The very few stories that have appeared since the end of the war invariably spoke of the aircraft in crude and disparaging terms including "the bomber that nobody wanted," but more than 30 surviving crew members who served aboard the aircraft had no such disparaging words. How could so many people be so wrong?
Developed in parallel to the DC-1, the B-18 and it's obscure development, the handsome B-23 were precisely the right aircraft, at the right time, to help America defeat the serious Axis submarine threat in the Caribbean and train most of the B-17 crews who headed overseas.

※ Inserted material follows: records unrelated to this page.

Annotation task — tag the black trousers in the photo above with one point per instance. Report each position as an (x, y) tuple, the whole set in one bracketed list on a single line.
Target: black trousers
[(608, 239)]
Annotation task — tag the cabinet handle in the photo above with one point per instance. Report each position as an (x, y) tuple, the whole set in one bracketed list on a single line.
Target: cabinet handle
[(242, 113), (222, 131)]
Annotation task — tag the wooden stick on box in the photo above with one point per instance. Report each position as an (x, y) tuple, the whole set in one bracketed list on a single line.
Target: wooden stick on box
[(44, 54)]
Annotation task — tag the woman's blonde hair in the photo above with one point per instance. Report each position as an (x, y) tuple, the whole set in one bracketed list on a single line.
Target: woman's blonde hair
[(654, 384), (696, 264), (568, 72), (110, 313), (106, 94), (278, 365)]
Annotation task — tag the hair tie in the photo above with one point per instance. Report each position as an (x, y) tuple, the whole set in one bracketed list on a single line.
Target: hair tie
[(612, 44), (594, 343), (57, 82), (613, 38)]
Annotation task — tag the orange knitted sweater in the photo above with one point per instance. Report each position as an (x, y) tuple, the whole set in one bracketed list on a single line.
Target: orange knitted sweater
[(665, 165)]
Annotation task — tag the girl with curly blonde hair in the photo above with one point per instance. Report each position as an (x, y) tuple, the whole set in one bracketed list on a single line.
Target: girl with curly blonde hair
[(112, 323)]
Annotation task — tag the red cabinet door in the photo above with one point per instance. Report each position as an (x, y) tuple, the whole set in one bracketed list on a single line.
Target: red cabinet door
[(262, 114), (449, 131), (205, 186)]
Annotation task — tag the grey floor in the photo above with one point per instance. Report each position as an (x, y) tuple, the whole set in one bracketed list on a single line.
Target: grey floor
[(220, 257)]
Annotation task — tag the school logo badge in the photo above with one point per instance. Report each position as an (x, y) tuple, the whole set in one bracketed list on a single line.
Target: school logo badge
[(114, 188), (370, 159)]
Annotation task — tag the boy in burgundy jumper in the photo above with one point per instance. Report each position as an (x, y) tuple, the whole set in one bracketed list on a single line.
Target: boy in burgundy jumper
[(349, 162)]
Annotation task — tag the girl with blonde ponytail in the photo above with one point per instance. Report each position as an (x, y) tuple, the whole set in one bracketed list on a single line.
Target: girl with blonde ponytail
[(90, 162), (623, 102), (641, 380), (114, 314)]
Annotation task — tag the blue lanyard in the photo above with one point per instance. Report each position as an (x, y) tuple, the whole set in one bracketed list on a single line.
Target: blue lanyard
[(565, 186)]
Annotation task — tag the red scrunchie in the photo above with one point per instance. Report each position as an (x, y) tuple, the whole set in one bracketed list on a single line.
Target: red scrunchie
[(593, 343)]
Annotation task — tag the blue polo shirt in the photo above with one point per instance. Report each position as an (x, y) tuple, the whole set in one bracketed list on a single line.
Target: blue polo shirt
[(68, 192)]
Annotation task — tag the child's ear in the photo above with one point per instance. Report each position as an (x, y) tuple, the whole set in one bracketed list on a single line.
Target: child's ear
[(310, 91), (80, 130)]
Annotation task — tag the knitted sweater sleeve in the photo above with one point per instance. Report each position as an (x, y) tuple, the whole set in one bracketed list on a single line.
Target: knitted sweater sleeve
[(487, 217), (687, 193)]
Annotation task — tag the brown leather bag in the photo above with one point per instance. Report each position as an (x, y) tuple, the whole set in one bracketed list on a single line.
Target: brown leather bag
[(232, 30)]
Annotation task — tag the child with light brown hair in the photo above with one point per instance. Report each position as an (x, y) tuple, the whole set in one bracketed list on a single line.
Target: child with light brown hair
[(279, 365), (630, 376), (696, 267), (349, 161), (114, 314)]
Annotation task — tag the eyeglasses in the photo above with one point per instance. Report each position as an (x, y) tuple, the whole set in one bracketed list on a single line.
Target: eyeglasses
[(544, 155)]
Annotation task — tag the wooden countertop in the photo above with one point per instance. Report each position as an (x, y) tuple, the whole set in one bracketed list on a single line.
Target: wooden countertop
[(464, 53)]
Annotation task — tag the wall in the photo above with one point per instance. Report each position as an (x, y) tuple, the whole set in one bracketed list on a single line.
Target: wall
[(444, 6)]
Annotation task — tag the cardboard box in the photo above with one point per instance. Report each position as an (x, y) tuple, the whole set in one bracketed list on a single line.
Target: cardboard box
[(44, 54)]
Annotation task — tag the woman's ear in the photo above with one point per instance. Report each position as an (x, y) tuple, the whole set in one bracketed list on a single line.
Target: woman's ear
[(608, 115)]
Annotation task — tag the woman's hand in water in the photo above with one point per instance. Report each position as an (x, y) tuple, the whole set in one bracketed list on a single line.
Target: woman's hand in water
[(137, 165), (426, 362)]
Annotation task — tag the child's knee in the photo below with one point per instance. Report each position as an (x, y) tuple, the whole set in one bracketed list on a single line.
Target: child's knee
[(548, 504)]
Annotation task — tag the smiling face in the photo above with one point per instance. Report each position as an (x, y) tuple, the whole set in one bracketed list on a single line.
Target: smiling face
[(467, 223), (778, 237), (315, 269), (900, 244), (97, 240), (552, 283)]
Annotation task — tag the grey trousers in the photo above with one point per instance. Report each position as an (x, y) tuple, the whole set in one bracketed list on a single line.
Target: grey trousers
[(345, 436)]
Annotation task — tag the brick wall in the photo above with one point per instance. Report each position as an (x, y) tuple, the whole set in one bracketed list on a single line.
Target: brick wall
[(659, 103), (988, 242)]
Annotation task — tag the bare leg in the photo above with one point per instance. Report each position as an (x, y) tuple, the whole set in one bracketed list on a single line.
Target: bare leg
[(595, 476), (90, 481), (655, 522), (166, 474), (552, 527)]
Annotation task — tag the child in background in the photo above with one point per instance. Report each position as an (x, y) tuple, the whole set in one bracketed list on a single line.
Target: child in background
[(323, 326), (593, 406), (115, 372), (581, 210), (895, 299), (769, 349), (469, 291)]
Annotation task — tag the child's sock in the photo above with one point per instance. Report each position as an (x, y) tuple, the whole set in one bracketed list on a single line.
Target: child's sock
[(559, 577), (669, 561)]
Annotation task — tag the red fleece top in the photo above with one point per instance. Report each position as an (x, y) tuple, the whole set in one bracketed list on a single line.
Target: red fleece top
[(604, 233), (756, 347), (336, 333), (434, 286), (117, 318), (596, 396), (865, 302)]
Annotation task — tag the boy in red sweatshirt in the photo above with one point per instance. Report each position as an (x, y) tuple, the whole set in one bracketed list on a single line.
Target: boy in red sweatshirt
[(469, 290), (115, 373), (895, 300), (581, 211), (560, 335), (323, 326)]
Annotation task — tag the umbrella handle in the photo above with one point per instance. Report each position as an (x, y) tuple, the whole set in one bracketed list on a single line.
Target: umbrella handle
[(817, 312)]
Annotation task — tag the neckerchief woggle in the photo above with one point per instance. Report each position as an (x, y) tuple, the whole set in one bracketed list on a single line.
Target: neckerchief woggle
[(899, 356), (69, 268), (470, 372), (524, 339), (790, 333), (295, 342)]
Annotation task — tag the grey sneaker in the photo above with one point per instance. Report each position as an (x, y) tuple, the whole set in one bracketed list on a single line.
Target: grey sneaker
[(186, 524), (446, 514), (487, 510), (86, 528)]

Serving in every theater of war, from Iceland, Canada and the U.S. Eastern Seaboard, through the Caribbean and Latin America to the remote Galapagos, Alaska, Hawaii, Java, Australia and the Philippines, the B-18 was lauded by crew members as a superb anti-submarine aircraft. Indeed, some were amongst the first USAAC aircraft to strike back at the invading Japanese forces in the Far East, and others were lost to both aerial and surface combat. For the first time, this in depth study of the development, operational units, series colors, wartime activities and full production list of these 340 aircraft combine with over 350 drawings and photographs to reveal the true impact of America's forgotten warriors.